NEW YORK – A new study published this week in Clinical Cancer Research found that NOTCH mutations downregulate NOTCH signaling and correlate with better responses to immune checkpoint inhibitor therapy in non-small cell lung cancer patients.
The research, led by Kai Zhang and Li Liu of Tongji Medical College at the Huazhong University of Science and Technology, also opens a path forward for future research investigating the effects of adding a NOTCH inhibitor to an immune checkpoint inhibitor regimen in NSCLC.
NOTCH signaling has been associated with tumor formation, mutation, and immune tolerance in NSCLC.
The team performed analysis on genomic, transcriptomic, and clinical data from public and private datasets of NSCLC patients who received immunotherapy, including cohorts from 3DMed, Hira Rizvi of Memorial Sloan Kettering Cancer Center, POPLAR/OAK, Eliezer Van Allen of the Dana Farber Cancer Institute, and Memorial Sloan Kettering Cancer Center.
The 3DMed cohort contained NSCLC patients treated with PD-1/PD-L1 inhibitors in the Wuhan Union Hospital who had genomic profiling of circulating tumor DNA before treatment. The Rizvi cohort contains 240 advanced NSCLC patients treated with anti-PD-1/PD-L1 monotherapy or combination therapy with anti-CTLA-4. Their tumor tissues were profiled with Memorial Sloan Kettering's MSK-IMPACT panel.

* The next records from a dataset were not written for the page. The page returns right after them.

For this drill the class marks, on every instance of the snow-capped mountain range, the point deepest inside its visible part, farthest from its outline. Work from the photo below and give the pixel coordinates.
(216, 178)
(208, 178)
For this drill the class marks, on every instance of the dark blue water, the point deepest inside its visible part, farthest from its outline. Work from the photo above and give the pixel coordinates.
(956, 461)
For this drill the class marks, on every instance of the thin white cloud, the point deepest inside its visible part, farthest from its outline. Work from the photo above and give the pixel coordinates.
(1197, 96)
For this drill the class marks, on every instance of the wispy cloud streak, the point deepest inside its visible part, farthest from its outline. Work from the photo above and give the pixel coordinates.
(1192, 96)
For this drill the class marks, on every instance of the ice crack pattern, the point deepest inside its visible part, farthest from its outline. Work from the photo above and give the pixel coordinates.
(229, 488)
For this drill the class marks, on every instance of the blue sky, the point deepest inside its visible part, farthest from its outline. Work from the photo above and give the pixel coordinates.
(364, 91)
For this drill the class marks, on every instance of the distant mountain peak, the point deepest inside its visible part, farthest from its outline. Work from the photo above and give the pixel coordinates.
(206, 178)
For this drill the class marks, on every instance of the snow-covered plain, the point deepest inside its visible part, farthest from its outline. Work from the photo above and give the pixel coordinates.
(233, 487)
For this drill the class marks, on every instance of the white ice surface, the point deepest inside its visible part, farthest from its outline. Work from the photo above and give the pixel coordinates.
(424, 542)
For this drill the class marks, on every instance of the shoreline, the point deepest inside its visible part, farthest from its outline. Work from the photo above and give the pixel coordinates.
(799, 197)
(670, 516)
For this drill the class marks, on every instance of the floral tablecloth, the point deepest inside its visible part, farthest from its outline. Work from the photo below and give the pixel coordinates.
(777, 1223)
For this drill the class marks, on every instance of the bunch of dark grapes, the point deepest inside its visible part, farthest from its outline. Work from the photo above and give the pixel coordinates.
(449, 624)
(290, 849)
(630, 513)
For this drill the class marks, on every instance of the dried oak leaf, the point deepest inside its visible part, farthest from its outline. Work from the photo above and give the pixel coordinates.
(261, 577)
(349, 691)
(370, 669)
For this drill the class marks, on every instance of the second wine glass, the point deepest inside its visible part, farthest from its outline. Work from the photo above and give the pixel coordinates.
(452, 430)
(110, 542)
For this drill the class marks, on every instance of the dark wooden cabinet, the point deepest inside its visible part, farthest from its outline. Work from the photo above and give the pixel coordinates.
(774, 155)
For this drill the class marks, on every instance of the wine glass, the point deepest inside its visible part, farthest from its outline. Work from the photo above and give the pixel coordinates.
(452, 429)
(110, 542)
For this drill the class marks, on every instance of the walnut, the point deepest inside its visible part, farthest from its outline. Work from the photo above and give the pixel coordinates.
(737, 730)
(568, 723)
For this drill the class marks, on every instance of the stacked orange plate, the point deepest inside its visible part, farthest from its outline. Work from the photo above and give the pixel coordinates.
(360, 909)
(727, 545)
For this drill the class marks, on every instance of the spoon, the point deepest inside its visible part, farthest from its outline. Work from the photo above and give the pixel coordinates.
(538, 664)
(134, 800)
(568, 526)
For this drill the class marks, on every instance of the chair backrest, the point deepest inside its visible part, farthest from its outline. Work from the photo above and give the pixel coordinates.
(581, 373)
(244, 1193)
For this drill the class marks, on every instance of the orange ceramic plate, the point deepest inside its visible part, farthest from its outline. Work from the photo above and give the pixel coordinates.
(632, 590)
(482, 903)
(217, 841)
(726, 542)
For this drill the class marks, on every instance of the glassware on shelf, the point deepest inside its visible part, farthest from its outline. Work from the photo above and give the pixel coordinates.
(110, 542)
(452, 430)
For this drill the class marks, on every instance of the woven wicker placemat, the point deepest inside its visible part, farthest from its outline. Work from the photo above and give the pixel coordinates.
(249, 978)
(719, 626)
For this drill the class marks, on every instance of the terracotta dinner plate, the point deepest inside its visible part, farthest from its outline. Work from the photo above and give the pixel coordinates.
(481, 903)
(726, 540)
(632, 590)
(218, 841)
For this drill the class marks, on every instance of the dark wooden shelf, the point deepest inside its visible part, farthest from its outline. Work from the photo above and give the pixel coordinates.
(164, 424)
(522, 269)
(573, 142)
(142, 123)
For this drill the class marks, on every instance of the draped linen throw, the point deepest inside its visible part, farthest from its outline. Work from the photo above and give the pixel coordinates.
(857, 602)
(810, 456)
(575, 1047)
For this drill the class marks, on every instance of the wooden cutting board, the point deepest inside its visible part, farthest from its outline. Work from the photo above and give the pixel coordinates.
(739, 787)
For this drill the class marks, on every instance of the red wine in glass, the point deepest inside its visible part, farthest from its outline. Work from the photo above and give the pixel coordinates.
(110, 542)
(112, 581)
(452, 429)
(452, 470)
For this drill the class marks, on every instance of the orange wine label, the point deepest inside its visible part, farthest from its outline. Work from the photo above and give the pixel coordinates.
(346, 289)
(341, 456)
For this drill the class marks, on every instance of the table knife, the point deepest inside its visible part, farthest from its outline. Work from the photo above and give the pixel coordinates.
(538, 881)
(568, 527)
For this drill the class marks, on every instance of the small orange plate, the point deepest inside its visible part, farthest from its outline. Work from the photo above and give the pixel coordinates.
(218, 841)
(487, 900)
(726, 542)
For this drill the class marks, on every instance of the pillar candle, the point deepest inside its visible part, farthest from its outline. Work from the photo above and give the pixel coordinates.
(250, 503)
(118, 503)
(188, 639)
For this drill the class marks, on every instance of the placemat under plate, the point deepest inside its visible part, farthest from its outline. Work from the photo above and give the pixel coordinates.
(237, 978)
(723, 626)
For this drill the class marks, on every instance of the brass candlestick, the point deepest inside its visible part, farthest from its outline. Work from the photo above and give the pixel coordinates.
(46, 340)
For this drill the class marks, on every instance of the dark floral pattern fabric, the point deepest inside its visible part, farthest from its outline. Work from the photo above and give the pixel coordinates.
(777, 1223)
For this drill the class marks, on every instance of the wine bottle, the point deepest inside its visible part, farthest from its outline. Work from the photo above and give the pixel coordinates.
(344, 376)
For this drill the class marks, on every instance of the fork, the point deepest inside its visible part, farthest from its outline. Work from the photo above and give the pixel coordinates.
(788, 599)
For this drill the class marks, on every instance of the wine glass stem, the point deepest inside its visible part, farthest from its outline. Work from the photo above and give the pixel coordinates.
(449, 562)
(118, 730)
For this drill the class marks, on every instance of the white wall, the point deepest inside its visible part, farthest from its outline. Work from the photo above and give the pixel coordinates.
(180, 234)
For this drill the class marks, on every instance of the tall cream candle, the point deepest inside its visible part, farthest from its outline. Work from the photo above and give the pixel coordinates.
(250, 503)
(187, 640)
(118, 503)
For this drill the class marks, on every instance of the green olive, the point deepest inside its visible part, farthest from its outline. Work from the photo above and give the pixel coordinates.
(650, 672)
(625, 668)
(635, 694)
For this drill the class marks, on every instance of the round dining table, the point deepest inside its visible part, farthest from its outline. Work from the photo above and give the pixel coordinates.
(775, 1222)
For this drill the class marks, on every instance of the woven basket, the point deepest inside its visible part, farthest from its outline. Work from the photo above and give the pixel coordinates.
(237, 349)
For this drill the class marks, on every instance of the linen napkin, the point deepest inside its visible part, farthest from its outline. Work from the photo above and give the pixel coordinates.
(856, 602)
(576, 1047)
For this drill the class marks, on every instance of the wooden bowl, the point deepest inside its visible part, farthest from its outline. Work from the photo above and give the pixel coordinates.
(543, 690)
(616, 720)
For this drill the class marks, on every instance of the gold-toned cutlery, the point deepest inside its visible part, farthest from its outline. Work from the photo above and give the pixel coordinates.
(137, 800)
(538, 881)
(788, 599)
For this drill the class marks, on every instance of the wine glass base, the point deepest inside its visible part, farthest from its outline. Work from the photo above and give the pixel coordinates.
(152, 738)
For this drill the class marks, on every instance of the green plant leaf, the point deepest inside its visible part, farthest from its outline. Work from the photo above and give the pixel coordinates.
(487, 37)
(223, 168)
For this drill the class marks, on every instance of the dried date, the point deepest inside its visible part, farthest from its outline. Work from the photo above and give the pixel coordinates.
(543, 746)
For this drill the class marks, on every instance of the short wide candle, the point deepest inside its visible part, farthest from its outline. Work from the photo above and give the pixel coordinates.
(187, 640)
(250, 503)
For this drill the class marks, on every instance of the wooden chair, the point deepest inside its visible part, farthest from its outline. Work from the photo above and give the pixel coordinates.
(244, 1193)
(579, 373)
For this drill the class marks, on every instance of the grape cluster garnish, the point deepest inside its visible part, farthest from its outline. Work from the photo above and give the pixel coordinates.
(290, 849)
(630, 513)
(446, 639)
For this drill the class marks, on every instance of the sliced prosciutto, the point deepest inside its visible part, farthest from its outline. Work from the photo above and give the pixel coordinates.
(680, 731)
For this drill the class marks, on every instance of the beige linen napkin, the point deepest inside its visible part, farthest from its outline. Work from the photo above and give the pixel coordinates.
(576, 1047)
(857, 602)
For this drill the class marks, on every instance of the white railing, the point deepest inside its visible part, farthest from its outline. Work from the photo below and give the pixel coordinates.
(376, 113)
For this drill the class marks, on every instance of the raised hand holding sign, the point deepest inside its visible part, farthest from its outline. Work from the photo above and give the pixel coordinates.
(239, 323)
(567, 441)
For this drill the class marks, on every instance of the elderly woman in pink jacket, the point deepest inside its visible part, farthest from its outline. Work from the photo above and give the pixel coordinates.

The POPLAR/OAK cohort contained 853 advanced NSCLC patients who had received chemotherapy from a Phase II and Phase III trial. All patients in the POPLAR/OAK trials had their ctDNA sequenced with Foundation Medicine's FoundationOne panel.
The Van Allen cohort consisted of 56 samples from NSCLC patients involved in research exploring the pan-cancer potential of immune checkpoint therapy in those with micro-satellite instability. Their tissues were profiled by whole-exome sequencing. The MSK cohort comprised 350 NSCLC patients involved in research to evaluate the relation between tumor mutational burden and overall survival on immunotherapy. Tumor tissues were profiled with MSK-IMPACT, a next-generation sequencing 468-gene panel developed by Memorial Sloan Kettering.
PD-L1 expression was assessed by a VENTANA PD-L1 assay, and the biological impact of the deleterious NOTCH mutation was assessed with the PolyPhen-2, a tool developed by Harvard University which predicts how damaging a mutation will be.
In the 3DMed cohort, researchers found that when patients harbored a mutation in NOTCH1/2/3, were wildtype for EGFR or ALK mutations, and received immunotherapy, they tended to have a higher overall response rate, (60.0 percent vs. 11.9 percent), longer progression-free survival, and better overall survival. NSCLC patients with EGFR or ALK driver mutations were excluded from further data analysis due to limited efficacy of immune checkpoint therapies in this population. This trend was mirrored in the other four cohorts. No significant relationship was found between NOTCH mutations and chemotherapy response.
Tumor mutational burden was higher in patients with NOTCH mutations, although there was no significant difference in tumor mutational burden between non-deleterious and deleterious mutations. However, in the patients with deleterious NOTCH mutations, researchers observed a higher activation of the DNA damage response system, suggesting that these patients have tumors that are more likely to mutate and respond better to immunotherapy.
Additionally, researchers found that patients with deleterious NOTCH mutations elicited more immune activity than patients who were NOTCH wildtype. This includes increased antigen presentation, BCR/TCR downstream signaling, heightened activation of CD4/CD8 T cells, natural killer T cells, and interleukin pathways.
The more active immune environment observed in these EGFR/ALK wildtype NSCLC patients with deleterious NOTCH mutations may be linked to a better immunotherapy response, the authors wrote, adding that deleterious NOTCH 1/2/3 mutations appear to be more predictive of response than non-deleterious mutations.